As the world faces increased security challenges, West Virginia University aspires to raise awareness of human diversity and global security needs through a new collaborative graduate degree.
The WVU Department of History has partnered with Collegium Civitas in Warsaw, Poland to launch a new transatlantic Master of Arts in international history and security studies for fall 2018.
The program is designed as a dual-degree, two-year program consisting of 60 U.S. credit hours, or 120 European Credit Transfer and Accumulation System credits. Students earn half of these credits at WVU and the other half at Collegium Civitas. Following a successful completion of all requirements, including the thesis defense, graduates will receive two master’s degrees—one in history from WVU, and the other in international relations from Collegium Civitas.
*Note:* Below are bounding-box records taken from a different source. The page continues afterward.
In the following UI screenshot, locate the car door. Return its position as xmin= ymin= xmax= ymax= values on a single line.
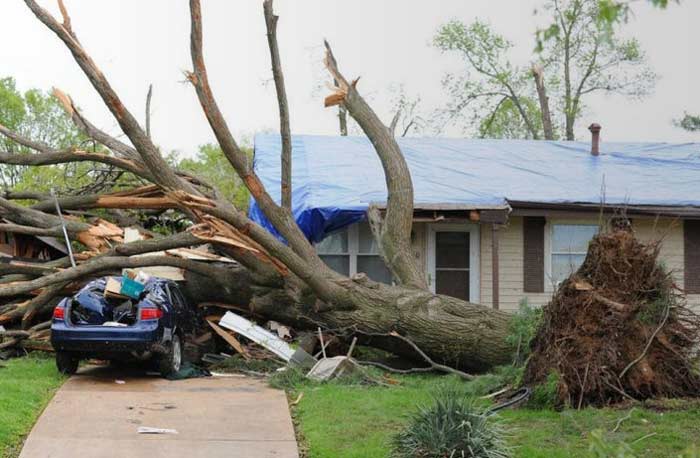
xmin=168 ymin=283 xmax=195 ymax=332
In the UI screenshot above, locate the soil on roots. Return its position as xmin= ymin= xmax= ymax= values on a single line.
xmin=523 ymin=230 xmax=700 ymax=407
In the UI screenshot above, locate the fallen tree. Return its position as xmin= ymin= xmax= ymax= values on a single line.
xmin=0 ymin=0 xmax=510 ymax=371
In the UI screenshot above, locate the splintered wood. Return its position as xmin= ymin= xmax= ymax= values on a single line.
xmin=78 ymin=219 xmax=124 ymax=252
“This exciting dual degree program represents a new phase in the Department's relationship with Collegium Civitas that will work to the mutual benefit of graduate students at both institutions,” said Joseph Hodge, chair of the WVU Department of History. “It will especially assist our recent efforts to provide diverse career options for advanced degree recipients.”
The partnering institutions have developed a unique joint curriculum that emphasizes interdisciplinary learning. At WVU, the curriculum is focused on the study of modern international history, with specialized focal areas in European, Latin American, Asian, African and U.S. diplomatic history, which familiarizes students more broadly with the historiographies that have defined the discipline in these areas. At Collegium Civitas, students will take courses primarily in international relations with emphasis on central and eastern Europe, the policies of the European Union and issues related to terrorism, energy security and sustainable development.
Both institutions also offer opportunities to explore subjects in other related disciplines, such as political science, geography, sociology and law.
“Students will acquire interdisciplinary knowledge beyond the specific disciplines of history and international relations, which will enable them to
comprehend and analyze issues beyond their immediate thematic, definitional or geographic contexts,” said Robert Blobaum, the Eberly Professor of History and coordinator of the transatlantic program. “Ultimately, the goal of the curriculum is to increase student understanding of human diversity and, by extension, to raise awareness of the common needs and desires of people for security, broadly defined, in a shrinking world.”
Students will be responsible for the regular tuition and fees at their home universities only and will be exempt from any additional payments while studying abroad at the host universities. To support their studies, students are eligible to compete for scholarships, fellowships, assistantships and internships at both their home and host institutions and for WVU-CC partnership funding under the European Union’s Erasmus Plus program to assist with travel and living expenses while abroad.
WVU alumna Shea Lamanna (BA History, 2017), currently an AmeriCorps
VISTA for the Eberly College of Arts and Sciences, will begin the program this fall. Having already traveled to 21 countries by the age of 21, she looks forward to the opportunity study abroad again while continuing her research on immigration, refugee and citizenship policy in Europe.
“The program provides a truly exceptional opportunity to expand your worldview while working towards completion of two master’s degrees. I appreciate the opportunity this program gives students to become well rounded global citizens,” Lamanna said. “Studying abroad for a year would allow me to once again push myself out of my comfort zone, immerse myself in course content and learn about diplomatic history and international relations while becoming a more global citizen.”